D’autres exemples soulignent cette impression de violence contrôlée et signifiante. Au XVIIe siècle, les Iroquois canadiens sont observés par des missionnaires européens. Citant leurs témoignages, l’historienne de la culture Peggy Reeves Sanday souligne la signification cosmique du cannibalisme iroquois. Les épreuves de torture prolongées – destinées à tester la force et le courage de la victime – impliquaient des lacérations et des brûlures répétées. Pourtant, ces attaques étaient contrebalancées par des moments d’humour, voire de douceur, de la part de ses tourmenteurs. Et le captif coopérait en fait parce qu’il comprenait qu’il était observé par le dieu-soleil pendant son épreuve.

Daniel Korn, Mark Radice et Charlie Hawes (2001) soulignent que les Européens qui ont été confrontés au cannibalisme des îles Fidji au début du XIXe siècle ont trouvé une motivation essentiellement religieuse à la consommation d’un ennemi – on croyait que l’esprit d’une personne morte restait avec le corps pendant quatre jours, et que si vous mangiez le cadavre avant que ce temps ne soit écoulé, vous l' » empêchiez de monter dans le monde des esprits et de devenir une source de pouvoir et de conseils pour vos ennemis « .
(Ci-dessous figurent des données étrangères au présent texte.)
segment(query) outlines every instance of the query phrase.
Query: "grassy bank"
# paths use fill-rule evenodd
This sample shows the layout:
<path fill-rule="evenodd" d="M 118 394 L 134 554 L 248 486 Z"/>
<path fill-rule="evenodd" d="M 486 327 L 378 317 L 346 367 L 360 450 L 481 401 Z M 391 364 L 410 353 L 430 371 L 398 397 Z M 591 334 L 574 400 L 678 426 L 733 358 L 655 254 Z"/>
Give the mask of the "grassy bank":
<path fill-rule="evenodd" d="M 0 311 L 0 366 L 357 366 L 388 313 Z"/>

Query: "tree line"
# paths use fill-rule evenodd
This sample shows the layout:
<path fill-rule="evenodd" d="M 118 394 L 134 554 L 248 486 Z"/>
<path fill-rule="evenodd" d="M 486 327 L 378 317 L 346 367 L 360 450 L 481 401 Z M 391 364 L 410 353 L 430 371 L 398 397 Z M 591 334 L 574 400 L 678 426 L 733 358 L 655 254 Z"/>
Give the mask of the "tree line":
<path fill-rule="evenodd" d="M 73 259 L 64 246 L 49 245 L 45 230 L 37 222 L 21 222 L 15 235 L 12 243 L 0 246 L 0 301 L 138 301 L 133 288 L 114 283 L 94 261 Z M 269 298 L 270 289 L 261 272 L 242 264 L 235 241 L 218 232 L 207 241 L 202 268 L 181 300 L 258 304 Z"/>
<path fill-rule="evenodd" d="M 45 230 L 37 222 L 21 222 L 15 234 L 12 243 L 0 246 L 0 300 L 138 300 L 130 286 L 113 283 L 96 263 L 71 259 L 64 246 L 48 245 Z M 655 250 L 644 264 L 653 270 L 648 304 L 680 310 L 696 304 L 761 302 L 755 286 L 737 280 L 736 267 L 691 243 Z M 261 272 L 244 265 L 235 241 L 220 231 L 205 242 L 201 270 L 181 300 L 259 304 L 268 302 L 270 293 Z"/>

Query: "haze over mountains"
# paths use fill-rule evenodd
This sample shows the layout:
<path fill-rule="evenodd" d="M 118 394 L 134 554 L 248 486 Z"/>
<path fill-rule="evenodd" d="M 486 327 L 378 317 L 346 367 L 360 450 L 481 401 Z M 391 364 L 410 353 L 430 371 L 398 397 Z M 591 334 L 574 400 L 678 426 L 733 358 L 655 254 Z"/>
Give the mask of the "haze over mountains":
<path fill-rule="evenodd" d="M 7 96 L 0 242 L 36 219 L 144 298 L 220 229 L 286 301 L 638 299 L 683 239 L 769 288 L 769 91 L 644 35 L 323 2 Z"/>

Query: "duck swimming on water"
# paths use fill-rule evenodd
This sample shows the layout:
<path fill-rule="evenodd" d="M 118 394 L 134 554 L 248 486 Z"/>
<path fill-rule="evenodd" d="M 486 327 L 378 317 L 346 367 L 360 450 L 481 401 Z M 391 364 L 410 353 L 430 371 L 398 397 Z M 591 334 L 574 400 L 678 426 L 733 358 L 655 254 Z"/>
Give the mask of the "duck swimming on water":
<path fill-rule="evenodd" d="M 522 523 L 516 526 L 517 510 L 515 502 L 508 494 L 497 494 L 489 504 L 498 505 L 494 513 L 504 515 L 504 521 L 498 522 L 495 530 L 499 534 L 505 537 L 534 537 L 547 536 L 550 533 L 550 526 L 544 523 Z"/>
Bien que les Européens chrétiens aient fui le cannibalisme du Nouveau Monde, ils le pratiquaient en fait eux-mêmes de manière plus systématique que toutes les tribus du Canada ou du Brésil. Jusqu’en 1750 environ, la graisse, la chair, les os et le sang humain (de préférence bu chaud) étaient des formes de médecine largement utilisées et estimées. Francis Bacon, Robert Boyle et Charles II en étaient les défenseurs et les consommateurs. Pendant ce temps, dès le début du XVIe siècle, les protestants et les catholiques d’Europe du Nord se dénonçaient et se massacraient mutuellement avec une férocité tribale, alors même que chaque partie attaquait la « barbarie cannibale » ou l’inhumanité de l’autre. Frank Lestringant (1997) raconte comment, vers 1580, un protestant français a été tué et éviscéré par des catholiques. Son cœur a ensuite été ‘découpé en morceaux, vendu aux enchères, cuit sur un grill et finalement mangé avec beaucoup de plaisir’.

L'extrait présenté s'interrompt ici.